Rappel actif — ce que montrent les études. La liste de preuves nomme les études qui contraignent vraiment invites à livre fermé.
Les scores sont des rangs relatifs dans cet atlas, pas des notes de labo ni des seuils officiels.
Évidence
- Source classique — Karpicke est le nom public de l'origine de testing effect.
- Contrainte moderne — Roediger empêche de traiter testing effect comme de la magie.
- Listage d'examen — testing effect gagne son score quand on demande un nom, un nombre ou une méthode sous le temps.
- Utilité Dunlosky — Dunlosky classe le test d'entraînement et la pratique distribuée comme très utiles.
- Difficulté Bjork — La difficulté désirable de Bjork : un testing effect un peu plus dur bat une relecture fluide.
Mécanismes
- Récupération comme encodage — Produire testing effect depuis une page blanche est un nouvel encodage.
- Erreur comme signal — Un échec sur testing effect dit quel fait scinder.
- Honnêteté du créneau — testing effect qui n'arrive qu'après minuit est un échec d'agenda.

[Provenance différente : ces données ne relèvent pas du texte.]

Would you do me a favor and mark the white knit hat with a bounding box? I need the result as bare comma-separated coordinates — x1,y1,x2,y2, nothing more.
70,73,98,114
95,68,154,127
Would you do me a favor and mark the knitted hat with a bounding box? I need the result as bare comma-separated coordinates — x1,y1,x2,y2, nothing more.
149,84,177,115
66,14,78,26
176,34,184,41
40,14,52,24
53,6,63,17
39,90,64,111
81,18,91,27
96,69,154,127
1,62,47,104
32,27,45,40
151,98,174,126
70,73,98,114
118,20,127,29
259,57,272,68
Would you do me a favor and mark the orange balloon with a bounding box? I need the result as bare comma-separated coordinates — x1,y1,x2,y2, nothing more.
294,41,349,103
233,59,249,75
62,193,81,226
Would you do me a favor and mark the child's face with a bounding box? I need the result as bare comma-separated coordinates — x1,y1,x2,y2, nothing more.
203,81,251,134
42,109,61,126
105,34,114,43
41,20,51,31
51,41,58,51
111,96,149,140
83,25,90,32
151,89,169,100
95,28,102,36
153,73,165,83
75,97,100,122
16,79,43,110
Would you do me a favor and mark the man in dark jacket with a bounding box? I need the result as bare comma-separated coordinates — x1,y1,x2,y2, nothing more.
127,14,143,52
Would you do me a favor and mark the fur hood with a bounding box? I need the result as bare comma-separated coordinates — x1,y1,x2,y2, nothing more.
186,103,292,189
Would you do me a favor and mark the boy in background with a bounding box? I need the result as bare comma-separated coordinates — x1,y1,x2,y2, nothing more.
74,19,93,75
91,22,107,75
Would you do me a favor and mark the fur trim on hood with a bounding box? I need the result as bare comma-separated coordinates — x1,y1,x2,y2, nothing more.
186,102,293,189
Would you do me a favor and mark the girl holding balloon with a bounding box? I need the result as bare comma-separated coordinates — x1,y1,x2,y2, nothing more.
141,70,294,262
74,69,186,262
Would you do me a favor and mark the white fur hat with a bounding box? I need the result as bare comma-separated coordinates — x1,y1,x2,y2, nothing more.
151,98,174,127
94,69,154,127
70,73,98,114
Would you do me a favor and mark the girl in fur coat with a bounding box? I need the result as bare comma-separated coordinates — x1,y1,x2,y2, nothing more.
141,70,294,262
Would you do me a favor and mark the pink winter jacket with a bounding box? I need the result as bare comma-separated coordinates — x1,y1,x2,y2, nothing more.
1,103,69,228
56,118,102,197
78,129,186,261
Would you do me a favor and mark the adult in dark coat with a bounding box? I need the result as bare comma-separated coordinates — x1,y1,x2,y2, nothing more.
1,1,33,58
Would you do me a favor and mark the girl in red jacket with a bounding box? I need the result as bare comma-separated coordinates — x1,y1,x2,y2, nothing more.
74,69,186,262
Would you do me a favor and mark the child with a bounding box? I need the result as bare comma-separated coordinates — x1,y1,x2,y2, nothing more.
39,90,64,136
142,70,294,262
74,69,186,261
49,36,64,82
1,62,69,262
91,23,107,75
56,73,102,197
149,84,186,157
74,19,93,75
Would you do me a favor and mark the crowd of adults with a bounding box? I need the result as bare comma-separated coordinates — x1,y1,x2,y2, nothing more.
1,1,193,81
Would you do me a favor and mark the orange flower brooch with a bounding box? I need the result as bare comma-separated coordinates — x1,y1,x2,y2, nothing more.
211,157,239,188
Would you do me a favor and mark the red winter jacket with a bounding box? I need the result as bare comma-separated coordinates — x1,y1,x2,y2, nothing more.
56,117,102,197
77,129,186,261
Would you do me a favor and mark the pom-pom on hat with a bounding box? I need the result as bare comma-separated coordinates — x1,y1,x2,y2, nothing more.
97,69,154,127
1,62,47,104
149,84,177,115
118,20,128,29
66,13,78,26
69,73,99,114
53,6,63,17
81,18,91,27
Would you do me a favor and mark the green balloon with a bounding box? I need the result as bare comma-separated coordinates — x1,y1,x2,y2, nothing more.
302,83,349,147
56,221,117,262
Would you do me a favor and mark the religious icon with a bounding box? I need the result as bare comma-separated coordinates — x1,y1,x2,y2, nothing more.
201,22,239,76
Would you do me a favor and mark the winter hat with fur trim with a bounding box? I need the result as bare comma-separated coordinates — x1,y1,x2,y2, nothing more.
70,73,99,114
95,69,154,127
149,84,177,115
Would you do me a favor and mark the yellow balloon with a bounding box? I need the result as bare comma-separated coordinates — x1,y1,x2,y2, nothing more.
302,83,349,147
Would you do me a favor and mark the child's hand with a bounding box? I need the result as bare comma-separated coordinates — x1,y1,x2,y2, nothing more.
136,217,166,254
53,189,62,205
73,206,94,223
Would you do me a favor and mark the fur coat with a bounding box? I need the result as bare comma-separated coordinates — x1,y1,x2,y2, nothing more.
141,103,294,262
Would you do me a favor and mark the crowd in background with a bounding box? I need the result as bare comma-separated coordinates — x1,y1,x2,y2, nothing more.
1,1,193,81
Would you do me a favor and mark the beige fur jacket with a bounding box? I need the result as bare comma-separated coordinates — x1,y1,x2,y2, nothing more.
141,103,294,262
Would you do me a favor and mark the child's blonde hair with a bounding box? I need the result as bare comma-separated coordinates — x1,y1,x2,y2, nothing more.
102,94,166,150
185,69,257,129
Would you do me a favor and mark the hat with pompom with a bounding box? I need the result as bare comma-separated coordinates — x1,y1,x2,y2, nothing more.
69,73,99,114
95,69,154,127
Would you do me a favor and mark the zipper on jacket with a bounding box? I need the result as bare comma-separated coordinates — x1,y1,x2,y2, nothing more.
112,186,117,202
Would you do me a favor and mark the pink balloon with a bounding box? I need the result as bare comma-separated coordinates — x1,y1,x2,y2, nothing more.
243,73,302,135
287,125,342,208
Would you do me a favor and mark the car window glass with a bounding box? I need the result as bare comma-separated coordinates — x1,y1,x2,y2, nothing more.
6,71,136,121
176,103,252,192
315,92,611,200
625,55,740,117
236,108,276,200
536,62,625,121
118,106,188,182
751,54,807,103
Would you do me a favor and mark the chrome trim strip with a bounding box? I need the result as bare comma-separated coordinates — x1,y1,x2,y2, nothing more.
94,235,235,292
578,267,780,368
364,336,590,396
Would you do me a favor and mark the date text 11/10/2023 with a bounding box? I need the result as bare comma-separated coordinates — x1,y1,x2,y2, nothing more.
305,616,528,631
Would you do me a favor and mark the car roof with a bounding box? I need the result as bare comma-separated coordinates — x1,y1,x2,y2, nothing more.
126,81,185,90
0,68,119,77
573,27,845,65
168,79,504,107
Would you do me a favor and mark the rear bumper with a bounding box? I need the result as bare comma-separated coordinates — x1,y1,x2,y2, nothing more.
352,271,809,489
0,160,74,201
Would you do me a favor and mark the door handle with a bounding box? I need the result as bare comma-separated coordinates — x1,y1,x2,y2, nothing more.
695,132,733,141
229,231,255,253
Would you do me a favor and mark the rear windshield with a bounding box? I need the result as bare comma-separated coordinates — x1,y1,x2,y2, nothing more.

- Test de transfert — Si vous ne pouvez pas faire testing effect dans une autre pièce, vous avez du contexte, pas une compétence.
Chercheurs
- Karpicke — Karpicke est cité comme nom scientifique public de testing effect.
- Roediger — Roediger apparaît parce qu'une mesure ultérieure a resserré la première histoire de testing effect.
- John Dunlosky — Les classements d'utilité de Dunlosky sont la contrainte de classe.
- Robert Bjork — La difficulté désirable explique pourquoi testing effect un peu tardif est souvent l'utile.
Atlas éducatif — pas un syllabus officiel, un avis médical, ni une banque fuitée. Rappel actif: Gardez le plan public sous les yeux ; cette page est une méthode, pas une clé fuitée.